Despite Beckett’s impressively imagined and deftly explained new world, the language and the plot seem a bit reductive at times.  He applies his own twists to the English spoken by the Family – repetition of words to show emphasis (e.g. “cold cold” or “tired tired”, perhaps the two most frequently used) and invented terms that replace traditional ones (“sex” becomes “slip”, again to provide the most oft-used example) –  but it doesn’t feel terribly organic.  Even if Tommy wasn’t the brightest bulb in the pack (and that feels like a safe assumption), he and Angela had to have some smarts between them in order to be surviving and to’ve been working in space at all.  There’s just something about the speed with which the language devolves that bothers me.  I know all languages shift and change – American English shows marked differences from what it sounded like when Abraham Lincoln was President – but the language the Family speaks feels childish and forced.  Similarly, their overwhelming passivity strikes me as impossibly naive.  I suppose it does make sense, seeing as Tommy and Angela (being the prime movers of this whole clan) had the unique opportunity to impress whatever it was they wanted to impress upon their children and the successive generations… but 160 years feels long a long damn time to’ve had everyone pretty much just sitting around and destroying this one tiny spot on the planet.  Yes, the mountains seem intensely big and the voyage across them terrifying (although perhaps my favorite part of the book was the actual exploration) – but John being the first one to’ve had these thoughts just feels somewhat overdue.

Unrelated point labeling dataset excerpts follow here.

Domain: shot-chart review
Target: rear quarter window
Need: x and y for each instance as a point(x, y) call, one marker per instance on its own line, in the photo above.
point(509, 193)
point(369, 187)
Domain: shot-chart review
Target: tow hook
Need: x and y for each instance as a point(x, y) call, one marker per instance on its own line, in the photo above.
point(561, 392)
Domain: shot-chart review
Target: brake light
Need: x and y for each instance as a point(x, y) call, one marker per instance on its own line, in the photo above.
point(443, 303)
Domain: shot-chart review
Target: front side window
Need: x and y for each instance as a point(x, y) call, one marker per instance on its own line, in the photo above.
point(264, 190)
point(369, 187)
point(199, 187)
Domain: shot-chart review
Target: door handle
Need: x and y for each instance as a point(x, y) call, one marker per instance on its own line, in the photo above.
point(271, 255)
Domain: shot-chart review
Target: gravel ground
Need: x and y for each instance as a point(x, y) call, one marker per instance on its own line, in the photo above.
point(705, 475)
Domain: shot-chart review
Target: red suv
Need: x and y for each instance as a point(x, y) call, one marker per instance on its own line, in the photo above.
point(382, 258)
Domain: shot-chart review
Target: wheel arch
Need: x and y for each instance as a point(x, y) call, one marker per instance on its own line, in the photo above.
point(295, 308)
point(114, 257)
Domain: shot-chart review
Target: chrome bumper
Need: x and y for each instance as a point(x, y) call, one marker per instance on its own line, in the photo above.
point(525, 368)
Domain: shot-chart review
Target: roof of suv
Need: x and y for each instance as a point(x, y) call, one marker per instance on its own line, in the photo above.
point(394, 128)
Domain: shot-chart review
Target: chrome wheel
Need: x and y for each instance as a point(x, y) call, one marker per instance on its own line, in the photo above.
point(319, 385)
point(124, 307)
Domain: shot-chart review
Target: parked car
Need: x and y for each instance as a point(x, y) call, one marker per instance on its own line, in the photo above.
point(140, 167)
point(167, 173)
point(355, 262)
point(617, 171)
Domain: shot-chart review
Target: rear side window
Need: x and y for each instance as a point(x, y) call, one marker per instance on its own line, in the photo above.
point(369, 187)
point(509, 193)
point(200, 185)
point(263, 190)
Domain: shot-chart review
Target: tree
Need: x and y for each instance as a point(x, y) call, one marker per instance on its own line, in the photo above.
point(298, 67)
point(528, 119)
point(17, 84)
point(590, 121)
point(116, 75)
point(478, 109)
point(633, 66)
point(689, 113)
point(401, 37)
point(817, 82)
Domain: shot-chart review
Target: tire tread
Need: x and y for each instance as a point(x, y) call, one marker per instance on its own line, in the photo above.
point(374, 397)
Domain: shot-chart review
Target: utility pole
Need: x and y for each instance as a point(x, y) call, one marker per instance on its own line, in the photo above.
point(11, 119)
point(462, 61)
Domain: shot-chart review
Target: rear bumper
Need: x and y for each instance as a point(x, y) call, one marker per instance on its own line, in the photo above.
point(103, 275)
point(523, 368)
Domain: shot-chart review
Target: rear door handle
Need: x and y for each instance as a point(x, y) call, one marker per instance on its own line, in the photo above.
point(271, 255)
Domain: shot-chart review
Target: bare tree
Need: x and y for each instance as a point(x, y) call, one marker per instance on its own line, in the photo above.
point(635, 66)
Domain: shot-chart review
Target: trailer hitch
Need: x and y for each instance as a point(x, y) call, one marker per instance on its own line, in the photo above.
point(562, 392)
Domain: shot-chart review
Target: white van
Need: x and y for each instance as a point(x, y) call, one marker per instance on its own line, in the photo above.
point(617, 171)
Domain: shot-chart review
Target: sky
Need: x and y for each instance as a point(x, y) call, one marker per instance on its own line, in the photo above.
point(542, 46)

Rating: 3 out of 5.  I’m impressed with the world-building and find Eden to be one of the more remarkably imaginative planets I’ve ever visited in fiction – but the skeeve-factor of the background to the Family is not to be underestimated.  I struggled to invest in these characters the way that I would a more traditional “lost colony” (although I don’t know what my problem is as I love the British royal family – ZING!) and found that the squabbling between them was a little too forced.  The conflict didn’t ever seem entirely real to me or that it would blow up so quickly and be so all-encompassing.  I longed for the chapters with John striking out across the Dark and anytime pretty much anyone else (Jeff and Tina were alright) got the conch, I found the narrative dragging a bit.